One last thing: the 1946 epoca dorada classic Enamorada by famed Mexican director Emilio Fernandez could be seen as a sort of tribute film to Eisenstein and Que Viva Mexico, as it basically fills out a story based on the sodadera lost segment of this film.

The Mexico We'll Never See Again!5
I was introduced to Eisenstein in college (Radio/TV/Film), but saw the film (Russian soundtrack -- Spanish subtitles) while living in Mexico.

Eisenstein's gift to us is two-fold. First, the sheer artistry of his images. Second, and even more important to me, the images themselves were drawn from a Mexico that no longer exists. Maguey plants so tall that a man can "STAND" on a leaf more than 20 feet above the ground to get a better shot at his enemy! Young girls preparing for a wedding in the Yucatan -- wearing only grass skirts as they paddle dugout canoes from hut to hut built on stilts above the water.

The people are timeless. The rural Mexican is an Aztec who politely condescends to speak Spanish. You see that in every face on which the camera rests.

The film was assembled by the original cameraman, working with the master's original shooting script (with editing instructions in Eisenstein's own handwriting in the margins).

Obviously "pieced" together as a compendium of what was meant to be several films, these vignettes are truly a classic treasure!

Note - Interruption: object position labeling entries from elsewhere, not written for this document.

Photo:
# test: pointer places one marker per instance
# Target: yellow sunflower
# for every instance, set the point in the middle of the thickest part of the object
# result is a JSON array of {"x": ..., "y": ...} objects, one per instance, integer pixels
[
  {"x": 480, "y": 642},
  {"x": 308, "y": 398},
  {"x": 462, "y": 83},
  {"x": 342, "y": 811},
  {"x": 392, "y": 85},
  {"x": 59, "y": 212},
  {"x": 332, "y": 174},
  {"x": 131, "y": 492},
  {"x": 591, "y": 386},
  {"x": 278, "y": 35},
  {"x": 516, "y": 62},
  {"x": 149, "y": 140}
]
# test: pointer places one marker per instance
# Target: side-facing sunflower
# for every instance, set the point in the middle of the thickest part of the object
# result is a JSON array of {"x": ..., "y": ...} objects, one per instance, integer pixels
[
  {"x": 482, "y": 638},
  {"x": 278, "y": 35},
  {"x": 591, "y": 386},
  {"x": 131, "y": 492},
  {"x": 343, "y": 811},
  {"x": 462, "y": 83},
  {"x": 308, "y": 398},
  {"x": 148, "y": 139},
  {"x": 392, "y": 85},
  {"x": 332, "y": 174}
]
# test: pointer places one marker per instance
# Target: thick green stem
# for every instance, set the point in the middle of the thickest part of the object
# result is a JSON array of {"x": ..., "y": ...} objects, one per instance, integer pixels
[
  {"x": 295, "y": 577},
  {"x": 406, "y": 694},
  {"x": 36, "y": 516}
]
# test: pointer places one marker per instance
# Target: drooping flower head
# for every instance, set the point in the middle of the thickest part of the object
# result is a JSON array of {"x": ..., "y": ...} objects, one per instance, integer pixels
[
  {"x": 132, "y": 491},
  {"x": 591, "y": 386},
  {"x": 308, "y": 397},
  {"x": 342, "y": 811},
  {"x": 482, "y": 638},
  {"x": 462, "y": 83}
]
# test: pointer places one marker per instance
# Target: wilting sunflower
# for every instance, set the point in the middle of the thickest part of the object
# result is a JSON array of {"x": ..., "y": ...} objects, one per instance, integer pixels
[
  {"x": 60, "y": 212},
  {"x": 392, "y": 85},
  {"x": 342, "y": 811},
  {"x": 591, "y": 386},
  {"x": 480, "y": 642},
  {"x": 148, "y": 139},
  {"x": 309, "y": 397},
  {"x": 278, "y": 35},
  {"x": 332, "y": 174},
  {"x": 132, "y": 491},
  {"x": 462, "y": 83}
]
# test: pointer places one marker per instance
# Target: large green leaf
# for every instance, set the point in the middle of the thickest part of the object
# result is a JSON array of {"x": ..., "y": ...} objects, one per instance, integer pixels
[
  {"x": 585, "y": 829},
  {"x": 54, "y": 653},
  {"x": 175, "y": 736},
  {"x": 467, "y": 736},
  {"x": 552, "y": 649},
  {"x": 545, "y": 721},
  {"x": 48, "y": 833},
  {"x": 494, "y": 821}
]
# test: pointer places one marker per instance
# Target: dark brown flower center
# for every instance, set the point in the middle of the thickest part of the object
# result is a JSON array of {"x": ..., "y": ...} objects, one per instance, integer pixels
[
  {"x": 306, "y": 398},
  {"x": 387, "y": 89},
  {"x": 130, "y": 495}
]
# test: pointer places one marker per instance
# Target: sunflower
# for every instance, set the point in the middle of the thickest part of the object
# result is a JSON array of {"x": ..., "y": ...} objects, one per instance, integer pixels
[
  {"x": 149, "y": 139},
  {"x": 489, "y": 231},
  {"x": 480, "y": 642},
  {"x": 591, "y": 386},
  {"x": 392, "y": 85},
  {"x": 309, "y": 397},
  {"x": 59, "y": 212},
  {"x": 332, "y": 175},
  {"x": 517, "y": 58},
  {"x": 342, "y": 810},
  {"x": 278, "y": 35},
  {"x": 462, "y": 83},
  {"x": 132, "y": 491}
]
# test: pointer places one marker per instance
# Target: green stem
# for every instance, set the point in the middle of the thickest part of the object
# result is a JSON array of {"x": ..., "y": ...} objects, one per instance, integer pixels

Eisenstein has captured the elusive soul of Mexico!5
Eisenstein's film crew pieced together this incomplete opus of the histroy and spirit of Mexico years after the great director's death. The result is a mixture of documentary and docu-drama that reflects the great Soviet filmmaker's unique sensibilities and dramatic stylings. The story of the film's genesis is the subject of several books on the art of Eisenstein's cinema. The film is presented in a collage of segments that delve under the masks and into the layers of the mysterious Mexican soul. The film is a must if you are a Mexicophile or just a film buff.